A complete urinalysis consists of visual, chemical and microscopic examinations. Visual examination includes color, volume, odor and specific gravity. Normal urine is of pale yellow color. In pathology, color varies – red in glomerulonephitis or kidney trauma (blood in the urine), dark yellow in jaundice (when serum bilirubin and its associated metabolites are elevated), no color in diabetes mellitus (due to low gravity). Some medicines (antibiotics may turn urine into red) or other conditions (dietary deviations with beet) change the color of urine. The urine must be clear; it is cloudy in cases of pyelonephritis and cystitis. Normally, an adult human produces 600-1800 ml of urine per 24 hours, depending on the diet pattern and environmental conditions. Oliguria is a urine, less than 1ml/h, and anuria – less than 0.5ml/h. These conditions of low urine output may be pre-renal in origin (heart failure, massive blood loss), renal (glomerulonephritis, trauma) or post-renal (urethra obstruction, kidney stones blocking output). Odor is caused by ammonia from wastes that urine excretes from the body. Sweet odor indicates ketonuria (suggesting diabetic decompensation), feces odor means infection (probably due to E.coli contamination). Specific gravity depends on daily fluid intake, time of sample collection and age. Low gravity suggests diabetes or poor kidney function (inability to concentrate urine), while high gravity indicates proteinuria, erythrocyturia or leucocyturia.

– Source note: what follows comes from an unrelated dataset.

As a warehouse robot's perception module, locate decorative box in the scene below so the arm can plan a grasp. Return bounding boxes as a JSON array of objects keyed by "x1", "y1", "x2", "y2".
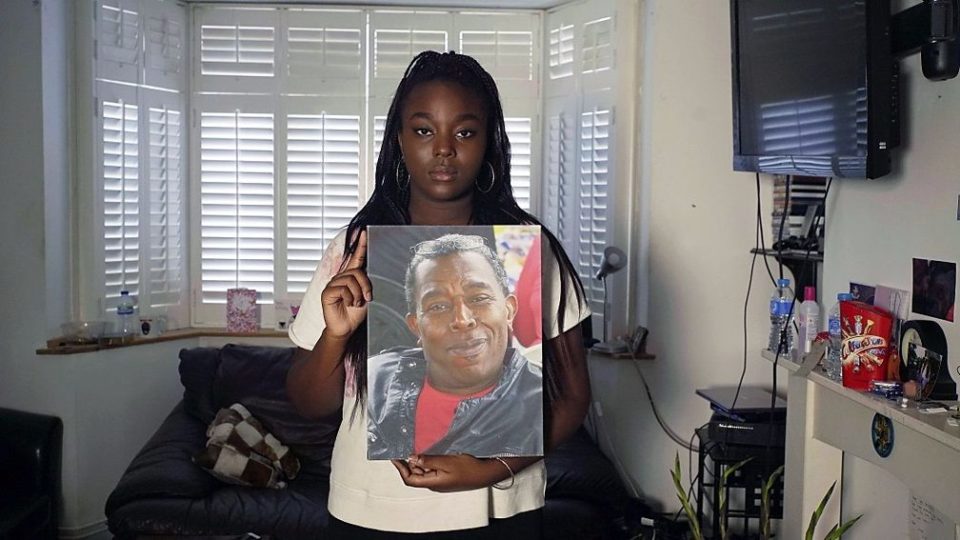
[{"x1": 227, "y1": 289, "x2": 260, "y2": 334}]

Chemical examination determines ketonuria, pH, blood, bilirubin, glucose, protein, nitrite, phenylketones, chorionic gonadotropin and nucleic acids. Ketone bodies strongly suggest severe deviations of carbohydrates metabolism as in diabetes, starvation or metabolic acidosis (in advanced vomiting). The pH index is a negative log of proton ions. Low pH (<5.0 for urine) indicates systemic acidosis (since the organism evacuates protons into the urine) or phenylketonuria. High pH (>8.0 for urine) indicates systemic alkalosis (since the organism reabsorbs protons back from the urine) or infection (bacteria produces alkaline environment). Hemoglobin suggests trauma or glomerulonephritis (membrane barrier is damaged and blood from the vessels enters the urine). Biliribin and its derivatives are good indicators of liver malfunction (like cirrhosis) or red blood cells destruction. Glucosuria is an indicator of diabetes and predictor of its severity. Proteins in the urine suggest renal disease and arterial hypertension (similar mechanism as for the blood in the urine) but may occur normally in the pregnant. Bacteria waste products are nitrites and its contamination suggests infection. Phenylketones are amino acid derivatives that have to be screened in order to detect severe metabolism disorders.in the newborn Chorionic gonadotropin is a hormone that indicates pregnancy. Since this is a small protein, it is easily excreted into the urine and can be used for early pregnancy detection. Nucleic acid is a universal genetic material, so when microorganisms (bacteria or virus) are present, their nucleic acids can be traced to diagnose a sexually transmitted disease.
Microscopic examination reveals cells, casts, crystals, bacteria, and parasites. Red blood cells in the urine suggest stones (mechanical microtrauma), trauma or infection; white blood cells suggest infection (pyelonepohritis or cystitis); epithelium is indicative for infection. Casts state for degenerative process in the kidneys. Crystals usually reflect diet pattern or stones. Bacteria and parasites suspect infection.